Seu objetivo é esclarecer minuciosamente as causas da elevada mortalidade durante a pandemia. Em particular, questiona se isto foi causado pelo próprio vírus, pelas vacinações, pelas medidas tomadas ou pelos tratamentos hospitalares. Ele observa que muitos idosos morreram durante a pandemia, o que ele vê de forma crítica, principalmente no que diz respeito ao tratamento desse grupo vulnerável.

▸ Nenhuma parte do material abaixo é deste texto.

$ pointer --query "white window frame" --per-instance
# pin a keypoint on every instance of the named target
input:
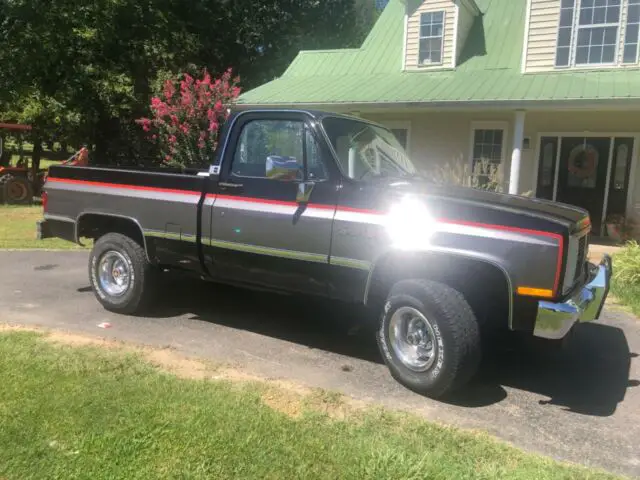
(623, 37)
(489, 125)
(420, 37)
(576, 27)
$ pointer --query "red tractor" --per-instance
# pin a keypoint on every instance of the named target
(17, 182)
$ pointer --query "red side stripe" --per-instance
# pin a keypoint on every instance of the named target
(526, 231)
(123, 186)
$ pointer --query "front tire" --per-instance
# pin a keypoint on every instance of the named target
(429, 337)
(122, 279)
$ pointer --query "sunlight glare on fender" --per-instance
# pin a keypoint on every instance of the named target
(409, 224)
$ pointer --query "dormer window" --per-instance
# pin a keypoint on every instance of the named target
(431, 38)
(590, 32)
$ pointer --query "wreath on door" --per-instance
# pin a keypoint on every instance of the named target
(583, 161)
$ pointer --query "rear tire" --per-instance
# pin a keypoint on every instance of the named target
(429, 337)
(17, 190)
(122, 279)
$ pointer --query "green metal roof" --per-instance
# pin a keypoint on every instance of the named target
(488, 70)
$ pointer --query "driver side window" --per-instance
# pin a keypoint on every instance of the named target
(275, 150)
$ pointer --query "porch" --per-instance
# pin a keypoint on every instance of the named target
(585, 157)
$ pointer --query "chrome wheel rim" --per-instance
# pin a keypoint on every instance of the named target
(413, 339)
(113, 274)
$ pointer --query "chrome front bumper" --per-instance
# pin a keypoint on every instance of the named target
(555, 320)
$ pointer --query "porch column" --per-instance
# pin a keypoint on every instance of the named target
(516, 154)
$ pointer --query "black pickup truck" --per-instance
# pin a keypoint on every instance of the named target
(315, 203)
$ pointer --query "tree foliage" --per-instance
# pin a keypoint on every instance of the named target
(187, 117)
(84, 71)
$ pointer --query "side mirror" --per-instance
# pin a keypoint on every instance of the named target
(283, 168)
(304, 192)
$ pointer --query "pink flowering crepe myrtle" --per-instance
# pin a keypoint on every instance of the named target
(187, 116)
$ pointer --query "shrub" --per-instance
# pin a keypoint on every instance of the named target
(187, 117)
(627, 265)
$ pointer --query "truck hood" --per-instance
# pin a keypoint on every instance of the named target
(560, 211)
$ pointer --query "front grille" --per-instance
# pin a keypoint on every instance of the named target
(581, 258)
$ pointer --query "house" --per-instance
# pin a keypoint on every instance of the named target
(549, 90)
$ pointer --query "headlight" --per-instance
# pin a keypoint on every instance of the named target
(409, 224)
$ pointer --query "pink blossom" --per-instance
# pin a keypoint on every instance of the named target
(169, 89)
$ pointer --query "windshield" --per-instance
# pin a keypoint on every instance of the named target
(365, 150)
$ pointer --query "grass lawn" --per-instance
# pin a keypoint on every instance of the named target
(86, 412)
(18, 229)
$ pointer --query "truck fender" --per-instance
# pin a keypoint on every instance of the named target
(121, 218)
(387, 256)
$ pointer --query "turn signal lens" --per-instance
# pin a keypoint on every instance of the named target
(535, 292)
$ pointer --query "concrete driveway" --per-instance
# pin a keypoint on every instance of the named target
(580, 405)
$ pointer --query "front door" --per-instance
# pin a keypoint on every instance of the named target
(261, 231)
(582, 178)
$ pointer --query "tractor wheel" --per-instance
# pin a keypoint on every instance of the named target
(17, 191)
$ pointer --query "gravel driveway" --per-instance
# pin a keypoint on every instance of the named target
(580, 405)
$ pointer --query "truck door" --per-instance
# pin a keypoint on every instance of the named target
(273, 212)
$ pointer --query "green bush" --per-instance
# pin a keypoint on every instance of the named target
(627, 265)
(625, 284)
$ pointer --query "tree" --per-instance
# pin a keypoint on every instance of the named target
(187, 118)
(85, 71)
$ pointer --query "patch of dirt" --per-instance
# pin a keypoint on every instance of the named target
(7, 327)
(284, 401)
(177, 364)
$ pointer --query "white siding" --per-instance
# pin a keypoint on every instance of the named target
(413, 34)
(542, 36)
(438, 138)
(544, 18)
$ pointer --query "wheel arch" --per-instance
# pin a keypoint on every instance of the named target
(95, 224)
(394, 266)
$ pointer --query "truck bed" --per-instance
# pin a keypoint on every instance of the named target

Controvérsias em torno das vacinações e falta de transparência

Lausen também expressou preocupação com as vacinas. Apesar de a primeira vacina Moderna ter sido desenvolvida em 13 de janeiro de 2020, a mortalidade continuou a aumentar mesmo após as vacinações. Em particular, a elevada taxa de mortalidade no Natal de 2022, embora as vacinações de reforço tenham sido generalizadas, faz com que duvide da eficácia das campanhas de vacinação.

A sua iniciativa de sensibilização e exigência de mais transparência permeia todo o seu trabalho. Ele enfatiza que números oficiais devem ser usados ​​para detectar irregularidades. Isto é ainda mais verdade porque o Instituto Paul Ehrlich não comunicou claramente quaisquer efeitos secundários da vacinação que eram conhecidos desde o início. Por último, mas não menos importante, Lausen também está preocupado com a potencial influência das organizações internacionais nas políticas nacionais de saúde, que se está a tornar mais explosiva no actual debate político sobre o tratado pandémico da OMS.

Antes da sua próxima aparição na comissão de investigação do parlamento estadual da Turíngia, em 19 de agosto, na qual examinará a delicada questão da Corona com outros especialistas, a discussão sobre como chegar a um acordo com a pandemia da Corona continua emocionante. Lausen insistirá na tese central de que a transparência abrangente e uma cultura de informação pluralista são essenciais para reconquistar a confiança da população.

Os dados recolhidos sobre o excesso médio de mortalidade durante a pandemia corona mostram que houve diferenças significativas em determinados períodos, como de 2021 a 2022. Segundo o Statista, o excesso de mortalidade tem sido dramático nos países mais atingidos em todo o mundo, mostrando como é crucial uma comunicação mais honesta sobre a pandemia.

Lausen exige urgentemente que os decisores políticos, os meios de comunicação social e as instituições médicas tenham o dever de garantir uma discussão objectiva e, assim, dar um passo importante na direcção certa.